Ora, passando ao caso vertente, é certo que os Requerentes começam por fazer derivar geneticamente a sua pretensão de um antecedente “Acordo de Constituição de Agrupamento Concorrente Denominado A..., S.A”, e este não emerge enquanto tal da lei societária ou do contrato de sociedade da A..., S.A. (embora se possa dizer que esse contrato pressupõe, reflete ou tem subjacente o que foi firmado naquele Acordo).
Porém, menos certo não é que os Requerentes não se limitam a pedir em função do direito que lhes é atribuído nesse “Acordo” à transmissão das ações em caso de incumprimento por banda da outra parte das obrigações nele estabelecidas, senão também em função dos interesses da sociedade, e, como assim, dos seus próprios interesses sucedâneos de sócios da sociedade.
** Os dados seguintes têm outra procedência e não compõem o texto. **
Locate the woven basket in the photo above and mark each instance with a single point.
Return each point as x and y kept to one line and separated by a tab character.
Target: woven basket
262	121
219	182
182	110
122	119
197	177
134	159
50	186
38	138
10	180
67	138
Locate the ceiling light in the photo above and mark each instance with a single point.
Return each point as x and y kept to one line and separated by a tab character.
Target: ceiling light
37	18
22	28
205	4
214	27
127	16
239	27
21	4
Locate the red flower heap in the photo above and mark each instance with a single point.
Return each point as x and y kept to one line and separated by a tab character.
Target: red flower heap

Com efeito, e como supramencionado, a pretensão dos Requerentes, sócios (acionistas), funda-se igualmente (aliás, essencialmente) na prejudicialidade que do falado “Acordo de Subordinação” resulta para a sociedade A..., S.A.. E isto relaciona-se inseparavelmente com o nuclear direito dos sócios (direito social, corporativo), subjacente ou imanente à lei societária e ao contrato de sociedade, qual seja, o direito à preservação da sociedade, á devida prossecução do seu objeto social e ao lucro (v. art.s 21.º do CSComerciais e 980.º do CCivil).
Está essencialmente em causa, pois, tal como o pedido e os seus fundamentos estão estruturados, o interesse social ou corporativo dos Requerentes enquanto sócios da A..., S.A., tudo se movendo no contexto da vida ou dinâmica interna da própria sociedade. E as providências que foram requeridas revelam-se aptas á satisfação de tais finalidades, constituindo o alegado direito à transmissão forçada das ações nos termos do referido “Acordo de Constituição de Agrupamento” o meio que os Requerentes entendem ser o adequado á neutralização da suposta lesão.
Portanto, e diferentemente do que defendem as Recorrentes («…o alegado incumprimento pelas Recorrentes (…) “nasce e morre” no Acordo de Constituição de Agrupamento, sendo independente da, e indiferente à, relação dos acionistas com a A..., S.A», não pode dizer-se que o presente procedimento tem em vista simplesmente o exercício de um direito extrassocial, muito pelo contrário.
Deste modo, tem o Juízo de Comércio onde o procedimento foi apresentado competência material, pois que é precisamente isso que decorre da alínea c) do n.º 1 e do n.º 3 do art. 128.º da LOSJ.
Improcede, pois, o recurso, sendo de manter o acórdão recorrido e a decisão da 1ª instância."